Local Individual Conditional Expectation (localICE) is a local explanation approach from the field of eXplainable Artificial Intelligence (XAI). It is proposed in the master thesis of the author of this package as an extension to ICE and is a three-dimensional local explanation for particular data instances. The three dimensions are the two features at the horizontal and vertical axes as well as the target represented by different colors. The approach is applicable for classification and regression problems to explain interactions of two features towards the target. The plot for discrete targets looks similar to plots of cluster algorithms like k-means, where different clusters represent different predictions. The given instance is added to the plot as two dotted lines according to the feature values. The localICE-package can explain features of type factor and numeric.

Usage

localICE(
  instance,
  data,
  feature_1,
  feature_2,
  target,
  model,
  predict.fun = NULL,
  regression = TRUE,
  step_1 = 1,
  step_2 = 1
  )

Arguments

instance

instance is a row of data that has to be explained by means of localICE.

data

a data frame containing all predictors and a representative distribution of data instances (rows). The data set can be the test data from model creation and does not have to contain predictions or true labels. The data set is needed to get the data distribution of feature_1 and feature_2 that should be explained for the given instance. The data distribution is then used to perturb the values of the two given features.

feature_1

a feature of interest as character

feature_2

an other feature of interest as character

target

the name of the target as character. It is required to name the legend of the plot.

model

a machine learning model as object.

predict.fun

a prediction function if model is not of type randomForest, mlr or caret. An exemplary function for the machine learning library h2o is shown below in the "Examples" section

regression

if the model is not a regression problem but a classification problem, then set regression = FALSE.

step_1

set how accurate the explanation according to feature_1 should be. Step is only required if feature_1 is numeric.

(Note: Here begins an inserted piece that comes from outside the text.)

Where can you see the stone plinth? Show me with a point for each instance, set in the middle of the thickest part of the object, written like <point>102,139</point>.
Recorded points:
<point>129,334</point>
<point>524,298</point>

The greater the step, the faster the computation and the less accurate the explanation for feature_1. The step has to be smaller than max(data[,feature_1]) - min(data[,feature_1]) and greater than 0. For integer features, the step should also be an integer to avoid biased model predictions.

step_2

same as step_1 but for feature_2

Details

The computation time of localICE is strongly dependent to the distribution of feature_1, feature_2 and the steps step_1 and step_2 for numerical features.

Value

The function localICE returns a ggplot2 object that can be modified with further ggplot2 functions.

References

Goldstein, Alex; Kapelner, Adam; Bleich, Justin; Pitkin, Emil (2013): "Peeking Inside the Black Box: Visualizing Statistical Learning With Plots of Individual Conditional Expectation". In: Journal of Computational and Graphical Statistics 24.1 (2013), pp. 44-65. doi: 10.1080/10618600.2014.907095. url: https://doi.org/10.1080/10618600.2014.907095

Examples

# Regression example:
if(require("randomForest")){
  rf = randomForest(Sepal.Length ~., data = iris, ntree = 20)

  explanation = localICE(
    instance = iris[1, ],
    data = iris,
    feature_1 = "Species",
    feature_2 = "Sepal.Width",
    target = "Sepal.Length",
    model = rf,
    regression = TRUE,
    step_2 = 0.1
  )
  plot(explanation)
}

# Classification example:
if(require("randomForest") && require("mlbench")){
  data("PimaIndiansDiabetes")
  rf = randomForest(diabetes ~., data = PimaIndiansDiabetes, ntree = 20)

  explanation = localICE(
    instance = PimaIndiansDiabetes[8, ],
    data = PimaIndiansDiabetes,
    feature_1 = "age",
    feature_2 = "glucose",
    target = "diabetes",
    model = rf,
    regression = FALSE,
    step_1 = 5,
    step_2 = 5
  )
  plot(explanation)
}
# An example of how to use predict.fun to use any machine learning library,
# in this case the library h2o (please see GitHub for the complete h2o example):
predict.fun = function(model, newdata){
  prediction = h2o.predict(model, as.h2o(newdata))
  prediction = as.data.frame(prediction)
  prediction = prediction$prediction
  return(prediction)
}